American journalist (born 1963)

Richard Lee is an independent journalist from Seattle, Washington, United States. He is best known for his conspiracy theories regarding the 1994 death of Kurt Cobain which he states that he believes was a homicide. Lee was the first to make this claim. Lee is also known for his attempts at various political offices and using related events to question political figures about the investigation into Kurt Cobain's death.

== Background ==
Born in New York in 1963, Lee grew up in Chicago and at a young age began writing for the Chicago Reader. In 1982, he wrote the article "Playing for Change". Some time after the story was published, the city council overturned the law and legalized street performances. Lee also wrote for the University of Washington student newspaper, The Daily.

== Life in Seattle ==
Lee moved to Seattle in the early 1990s in search of an underdeveloped political climate. He began a short-lived career with the Seattle Weekly, a local alternative paper.

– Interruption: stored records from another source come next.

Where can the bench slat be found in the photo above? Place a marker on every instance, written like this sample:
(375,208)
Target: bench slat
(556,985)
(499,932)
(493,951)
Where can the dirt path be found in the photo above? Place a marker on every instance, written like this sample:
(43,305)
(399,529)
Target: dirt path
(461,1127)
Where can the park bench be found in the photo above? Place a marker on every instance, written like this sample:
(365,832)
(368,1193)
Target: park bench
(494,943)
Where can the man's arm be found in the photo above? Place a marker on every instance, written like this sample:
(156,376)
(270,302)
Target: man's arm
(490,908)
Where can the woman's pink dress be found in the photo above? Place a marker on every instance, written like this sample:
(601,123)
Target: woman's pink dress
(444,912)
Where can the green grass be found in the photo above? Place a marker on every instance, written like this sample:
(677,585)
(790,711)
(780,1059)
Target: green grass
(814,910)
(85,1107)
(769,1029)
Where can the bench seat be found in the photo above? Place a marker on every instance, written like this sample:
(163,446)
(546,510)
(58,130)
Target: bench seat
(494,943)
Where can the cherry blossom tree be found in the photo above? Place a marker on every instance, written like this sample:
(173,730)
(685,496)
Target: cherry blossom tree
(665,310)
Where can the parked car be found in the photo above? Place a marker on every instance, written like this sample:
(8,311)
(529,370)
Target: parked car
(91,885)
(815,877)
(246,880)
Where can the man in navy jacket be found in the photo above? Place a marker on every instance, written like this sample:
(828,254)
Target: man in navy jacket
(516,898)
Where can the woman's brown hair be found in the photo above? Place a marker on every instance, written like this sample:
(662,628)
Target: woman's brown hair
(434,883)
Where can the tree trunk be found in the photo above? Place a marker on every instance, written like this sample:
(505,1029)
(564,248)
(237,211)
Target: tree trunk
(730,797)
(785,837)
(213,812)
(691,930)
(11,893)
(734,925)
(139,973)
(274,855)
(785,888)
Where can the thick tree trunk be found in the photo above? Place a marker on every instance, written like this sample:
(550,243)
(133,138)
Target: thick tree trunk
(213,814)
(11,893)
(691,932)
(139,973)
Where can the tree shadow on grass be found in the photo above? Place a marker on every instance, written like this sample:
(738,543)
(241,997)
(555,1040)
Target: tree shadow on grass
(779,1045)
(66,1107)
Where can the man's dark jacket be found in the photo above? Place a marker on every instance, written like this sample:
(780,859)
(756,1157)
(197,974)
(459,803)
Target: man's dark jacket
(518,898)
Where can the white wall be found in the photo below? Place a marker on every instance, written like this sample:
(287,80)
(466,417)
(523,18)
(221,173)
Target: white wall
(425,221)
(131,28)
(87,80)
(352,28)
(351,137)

After leaving the Weekly, Lee began a weekly public affairs show on Public-access television cable TV, Now See It Person to Person, a homage to See It Now, the historic investigative reporting show of Edward R. Murrow.

Lee's cable television show was removed from SCAN permanently in April 2008.

== Investigations into Kurt Cobain ==
After the death of Kurt Cobain in 1994, Lee's coverage of the death led him to raise questions regarding the circumstances of Cobain's demise. The official police investigation, under police chief Norm Stamper, concluded that Cobain had died of an apparent suicide. Lee is one of a number of individuals who promote the belief that Cobain likely did not commit suicide, but must have been killed by someone else.

Lee changed the name of his show to Now See It Person to Person: Was Kurt Cobain Murdered?, then to the more definitive Now See It Person To Person: Kurt Cobain Was Murdered. Since then Lee has referred to his show and his related journalism and political activities by the abbreviation KCWM. Since 1994, with occasional involuntary hiatuses, the show has aired weekly and continues to investigate the Cobain case as well as somewhat related and prominent matters of Seattle public affairs.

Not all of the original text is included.